Détection et élimination de tout mouvement de bascule de la PPA (fig. 24 et 25).

Isoler l'intrados de la P PA avec un corps gras et mettre celle-ci en place lors du scellement, avant durcissement du ciment (fig. 26).

Conclusion

Il est toujours délicat d'intervenir sur les fondations d'un édifice construit. C'est également le cas pour la situation clinique décrite. Parmi les différentes techniques proposées, celle qui consiste à fournir au laboratoire la prothèse amovible solidarisée, en occlusion, à des chapes de transfert limite les risques d'erreur. Cela se confirme lorsque cette prothèse présente des appuis mixtes dentaires et muco-osseux. La prise en compte de la visco-élasticité des tissus d'appui permet en effet une approche anatomo-fonctionnelle favorisant le travail de laboratoire et réduisant les retouches au cabinet dentaire.

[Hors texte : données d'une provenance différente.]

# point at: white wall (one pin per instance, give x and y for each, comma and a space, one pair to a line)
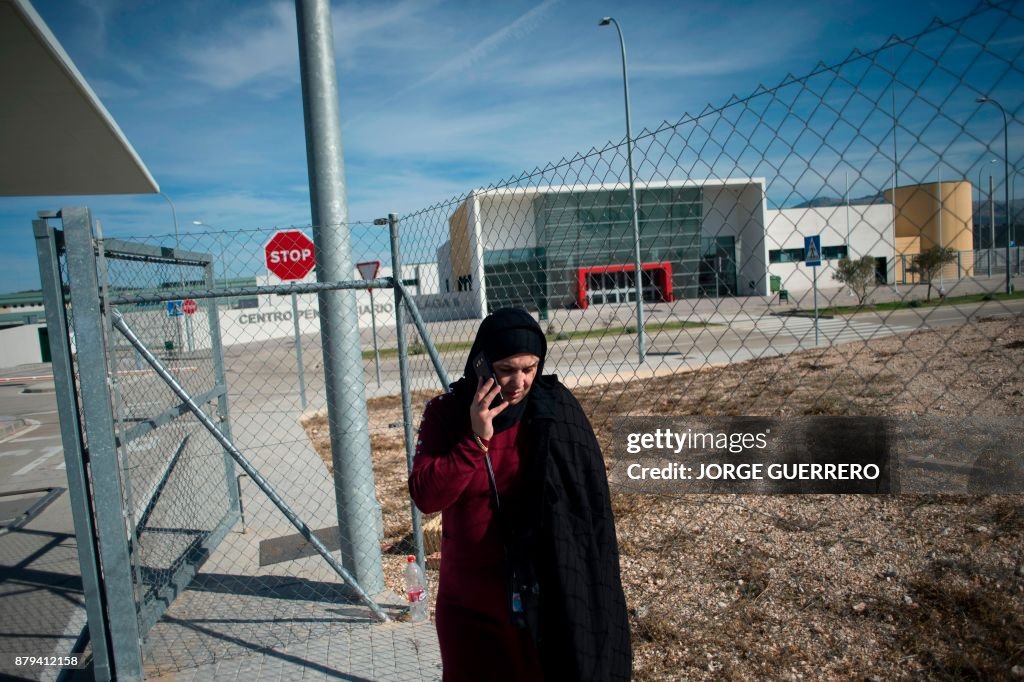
19, 345
870, 230
737, 211
508, 220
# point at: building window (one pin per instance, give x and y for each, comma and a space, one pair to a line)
797, 255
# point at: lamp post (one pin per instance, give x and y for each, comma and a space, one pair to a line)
1006, 163
981, 216
641, 336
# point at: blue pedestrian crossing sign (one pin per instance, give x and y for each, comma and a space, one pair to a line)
812, 251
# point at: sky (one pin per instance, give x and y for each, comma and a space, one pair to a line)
436, 97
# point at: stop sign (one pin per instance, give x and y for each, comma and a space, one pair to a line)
290, 255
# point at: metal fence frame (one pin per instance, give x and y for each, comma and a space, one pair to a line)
118, 614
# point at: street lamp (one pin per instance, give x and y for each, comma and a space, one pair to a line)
981, 201
1006, 163
641, 340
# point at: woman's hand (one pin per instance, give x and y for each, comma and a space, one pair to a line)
480, 414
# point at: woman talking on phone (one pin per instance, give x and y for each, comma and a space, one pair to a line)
529, 583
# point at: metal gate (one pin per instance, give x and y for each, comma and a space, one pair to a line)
154, 473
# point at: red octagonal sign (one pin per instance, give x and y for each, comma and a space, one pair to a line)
290, 255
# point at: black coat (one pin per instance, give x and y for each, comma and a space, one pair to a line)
564, 548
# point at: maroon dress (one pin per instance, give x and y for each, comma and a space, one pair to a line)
476, 639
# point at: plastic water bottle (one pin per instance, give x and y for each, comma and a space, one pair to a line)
416, 590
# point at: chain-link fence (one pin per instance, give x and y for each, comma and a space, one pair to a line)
868, 166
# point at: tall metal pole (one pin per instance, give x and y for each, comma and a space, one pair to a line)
641, 334
181, 279
403, 378
895, 184
942, 244
1006, 188
981, 215
359, 520
991, 218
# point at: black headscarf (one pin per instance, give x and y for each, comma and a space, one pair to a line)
502, 334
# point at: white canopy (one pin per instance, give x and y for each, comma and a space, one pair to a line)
55, 136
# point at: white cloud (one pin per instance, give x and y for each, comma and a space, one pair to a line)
519, 28
260, 48
260, 45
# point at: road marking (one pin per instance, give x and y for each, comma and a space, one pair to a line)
50, 437
33, 425
48, 453
18, 380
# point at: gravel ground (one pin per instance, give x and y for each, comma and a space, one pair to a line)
807, 587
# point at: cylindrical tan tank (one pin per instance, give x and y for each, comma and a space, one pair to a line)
931, 214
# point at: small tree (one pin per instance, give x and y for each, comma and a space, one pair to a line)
857, 274
930, 263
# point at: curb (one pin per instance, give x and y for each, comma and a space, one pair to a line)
10, 426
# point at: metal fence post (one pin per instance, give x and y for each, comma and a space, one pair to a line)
112, 530
217, 349
78, 488
407, 397
359, 519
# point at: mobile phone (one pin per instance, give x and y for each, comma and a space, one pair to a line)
482, 368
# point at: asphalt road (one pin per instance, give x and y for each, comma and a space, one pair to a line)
41, 604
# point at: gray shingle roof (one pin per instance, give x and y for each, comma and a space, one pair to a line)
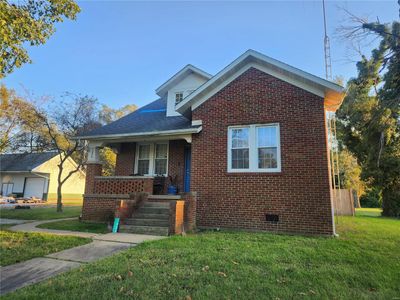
23, 162
149, 118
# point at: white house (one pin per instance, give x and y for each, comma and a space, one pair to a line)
35, 175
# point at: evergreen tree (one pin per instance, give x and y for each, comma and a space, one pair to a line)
369, 119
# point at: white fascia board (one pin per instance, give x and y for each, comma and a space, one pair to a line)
264, 63
141, 134
188, 68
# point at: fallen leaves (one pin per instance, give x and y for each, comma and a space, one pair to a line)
222, 274
205, 268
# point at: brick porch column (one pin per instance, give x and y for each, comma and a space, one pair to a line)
93, 168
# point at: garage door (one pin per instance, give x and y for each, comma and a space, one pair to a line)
34, 187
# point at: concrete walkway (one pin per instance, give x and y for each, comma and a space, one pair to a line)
12, 221
38, 269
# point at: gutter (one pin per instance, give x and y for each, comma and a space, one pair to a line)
140, 134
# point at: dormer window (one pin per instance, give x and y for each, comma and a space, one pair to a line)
178, 97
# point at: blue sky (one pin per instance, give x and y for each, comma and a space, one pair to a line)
120, 52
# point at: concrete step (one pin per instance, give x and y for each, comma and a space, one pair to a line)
147, 222
156, 204
140, 215
151, 230
153, 210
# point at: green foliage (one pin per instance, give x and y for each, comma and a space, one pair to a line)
372, 198
28, 22
350, 172
108, 158
19, 125
369, 119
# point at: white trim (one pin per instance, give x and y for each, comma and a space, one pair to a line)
188, 68
197, 122
152, 157
307, 81
139, 134
253, 150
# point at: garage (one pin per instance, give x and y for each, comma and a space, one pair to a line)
34, 187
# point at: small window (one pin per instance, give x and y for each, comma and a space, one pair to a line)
152, 159
267, 147
178, 97
160, 160
240, 148
254, 148
143, 159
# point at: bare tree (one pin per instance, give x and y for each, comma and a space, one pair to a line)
64, 121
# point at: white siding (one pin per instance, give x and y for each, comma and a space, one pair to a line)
187, 85
74, 185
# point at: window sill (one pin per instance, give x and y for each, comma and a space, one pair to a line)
252, 173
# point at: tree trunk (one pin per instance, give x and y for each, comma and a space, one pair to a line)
59, 186
59, 198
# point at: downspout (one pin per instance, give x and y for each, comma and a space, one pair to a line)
47, 181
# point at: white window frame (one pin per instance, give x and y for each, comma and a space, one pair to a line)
152, 157
253, 149
179, 93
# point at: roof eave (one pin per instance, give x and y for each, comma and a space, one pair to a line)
249, 57
140, 134
188, 68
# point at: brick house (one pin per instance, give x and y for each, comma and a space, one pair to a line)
247, 147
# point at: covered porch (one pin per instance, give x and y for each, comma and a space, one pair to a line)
144, 166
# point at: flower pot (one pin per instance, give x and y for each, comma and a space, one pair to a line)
172, 190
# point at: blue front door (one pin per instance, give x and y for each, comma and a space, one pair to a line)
188, 159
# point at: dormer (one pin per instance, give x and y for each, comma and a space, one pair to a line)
179, 86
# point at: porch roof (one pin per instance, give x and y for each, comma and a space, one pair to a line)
148, 120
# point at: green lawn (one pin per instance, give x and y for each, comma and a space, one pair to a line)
363, 263
20, 246
76, 225
368, 212
40, 213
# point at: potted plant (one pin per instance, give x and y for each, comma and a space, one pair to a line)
173, 185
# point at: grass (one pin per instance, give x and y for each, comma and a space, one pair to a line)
68, 199
369, 212
40, 213
20, 246
362, 263
76, 225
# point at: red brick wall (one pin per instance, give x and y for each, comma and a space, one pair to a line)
176, 161
189, 210
300, 194
125, 160
92, 170
109, 185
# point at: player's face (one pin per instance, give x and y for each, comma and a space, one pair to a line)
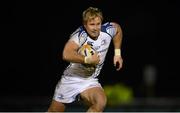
93, 27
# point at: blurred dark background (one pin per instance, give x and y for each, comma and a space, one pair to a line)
33, 34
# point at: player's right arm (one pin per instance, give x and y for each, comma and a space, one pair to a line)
70, 54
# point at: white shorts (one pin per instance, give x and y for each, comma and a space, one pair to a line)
70, 86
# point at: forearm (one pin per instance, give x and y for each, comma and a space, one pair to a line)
70, 53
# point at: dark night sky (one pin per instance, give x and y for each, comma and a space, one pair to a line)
34, 33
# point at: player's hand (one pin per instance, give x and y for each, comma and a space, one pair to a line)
118, 62
92, 60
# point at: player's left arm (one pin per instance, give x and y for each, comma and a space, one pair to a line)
117, 42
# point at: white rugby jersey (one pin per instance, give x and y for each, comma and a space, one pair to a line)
100, 45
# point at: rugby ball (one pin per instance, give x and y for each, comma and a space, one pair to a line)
86, 50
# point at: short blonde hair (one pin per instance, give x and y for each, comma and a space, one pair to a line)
91, 13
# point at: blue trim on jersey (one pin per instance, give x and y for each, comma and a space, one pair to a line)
106, 26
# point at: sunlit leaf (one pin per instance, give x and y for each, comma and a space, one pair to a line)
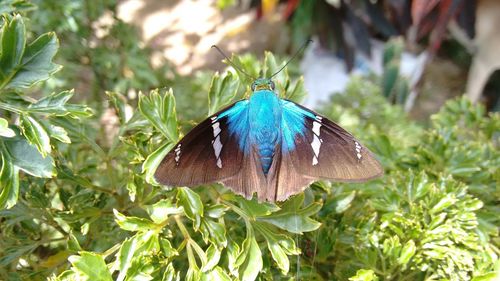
90, 266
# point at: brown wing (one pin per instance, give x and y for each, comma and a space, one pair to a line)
208, 153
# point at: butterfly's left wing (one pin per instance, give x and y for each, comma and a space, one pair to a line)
319, 148
210, 152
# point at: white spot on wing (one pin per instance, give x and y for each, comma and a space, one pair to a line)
216, 128
177, 154
316, 143
358, 149
315, 160
216, 144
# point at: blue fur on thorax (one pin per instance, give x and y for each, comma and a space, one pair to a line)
263, 121
265, 125
237, 121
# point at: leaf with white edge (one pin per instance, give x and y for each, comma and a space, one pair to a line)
167, 249
9, 183
58, 133
133, 223
28, 158
160, 211
213, 257
216, 274
153, 160
407, 252
159, 109
170, 274
193, 207
5, 131
90, 266
36, 64
213, 231
125, 257
36, 134
233, 251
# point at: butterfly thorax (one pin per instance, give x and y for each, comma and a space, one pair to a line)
265, 120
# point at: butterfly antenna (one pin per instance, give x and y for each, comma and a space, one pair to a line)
232, 63
293, 57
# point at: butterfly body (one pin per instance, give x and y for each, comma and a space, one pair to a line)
269, 146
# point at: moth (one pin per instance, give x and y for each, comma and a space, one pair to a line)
266, 145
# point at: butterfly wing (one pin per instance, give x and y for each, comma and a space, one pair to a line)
210, 152
321, 149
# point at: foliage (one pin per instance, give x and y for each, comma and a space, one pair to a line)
346, 26
79, 202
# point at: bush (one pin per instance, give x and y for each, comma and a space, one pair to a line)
79, 204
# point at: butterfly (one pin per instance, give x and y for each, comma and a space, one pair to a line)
266, 145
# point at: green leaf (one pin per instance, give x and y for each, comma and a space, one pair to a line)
216, 211
249, 261
167, 249
159, 109
279, 245
407, 252
298, 93
294, 219
213, 257
9, 183
339, 204
13, 40
5, 131
364, 275
35, 133
444, 203
58, 133
191, 202
36, 64
160, 211
28, 158
56, 104
133, 223
73, 244
221, 91
216, 274
153, 161
214, 231
90, 266
125, 257
255, 209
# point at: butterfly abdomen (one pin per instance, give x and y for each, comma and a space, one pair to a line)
265, 116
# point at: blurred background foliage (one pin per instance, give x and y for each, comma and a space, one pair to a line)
77, 197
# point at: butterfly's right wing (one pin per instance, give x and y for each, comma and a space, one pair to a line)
210, 152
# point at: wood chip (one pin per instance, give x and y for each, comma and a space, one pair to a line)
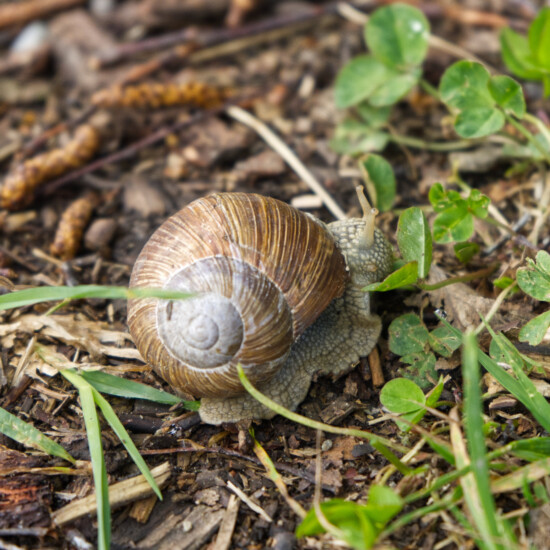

Avantages de cette technique :

- les rapports entre PPA et préparation(s) sont déterminés avec précision ;

- la solidarisation des chapes de transfert et du châssis s'effectue en occlusion ;

- le prothésiste dispose d'une arcade complète et de la prothèse amovible pour élaborer la prothèse fixée.

Précautions à prendre :

- couler deux moulage, l'un pour le MPU, l'autre pour la réalisation des transferts, pour ne pas risquer de détériorer les limites en réalisant la chape de transfert ;

- supprimer tout contact entre transferts et châssis et entre transferts et dents antagonistes avant d'appliquer la résine pour effectuer la solidarisation et le « mordu » en OIM ;

- solidariser (cire collante) MPU et chapes de transfert avant de procéder au coulage du plâtre pour éviter toute imprécision. Un orifice sur la chape en regard d'une arête palatine de la dent préparée permet le contrôle de son adaptation précise.

Lors de l'empreinte globale, insérer le porte-empreinte axialement pour éviter la mobilisation de la PPA.

Temps passé (clinique) :

2 heures 45 minutes pour 4 séances :

- prothèses provisoires + empreinte alginate antagoniste : 30 minutes ;

- montage sur articulateur : 15 minutes ;

- empreinte sectorielle : 30 minutes ;

- réglage des chapes de transfert, solidarisation, empreinte globale ; 30 minutes ;

- essai armature, réglages : 20 minutes ;

- essai bridge terminé, réglages, scellement : 40 minutes.

bibliographie

  • 1 Lefèvre M. Relation clinique-laboratoire en prothèse composite. Réalités Cliniques 1998;9(4): 465-480.
  • 2 Henderson D, Steffel L. McCracken's partial denture construction. Principles and techniques. Saint Louis : Mosby, 1969.
  • 3 Hutin de Swardt I, Begin M. Réalisation d'une couronne céramo-métallique intégrée à une PAP existante. Réalités Cliniques 1998;9(4):481-487.
  • 4 Bégin M, Buch D. Réintervention en prothèse partielle amovible. Réalités Cliniques 2000;11(3): 325-333.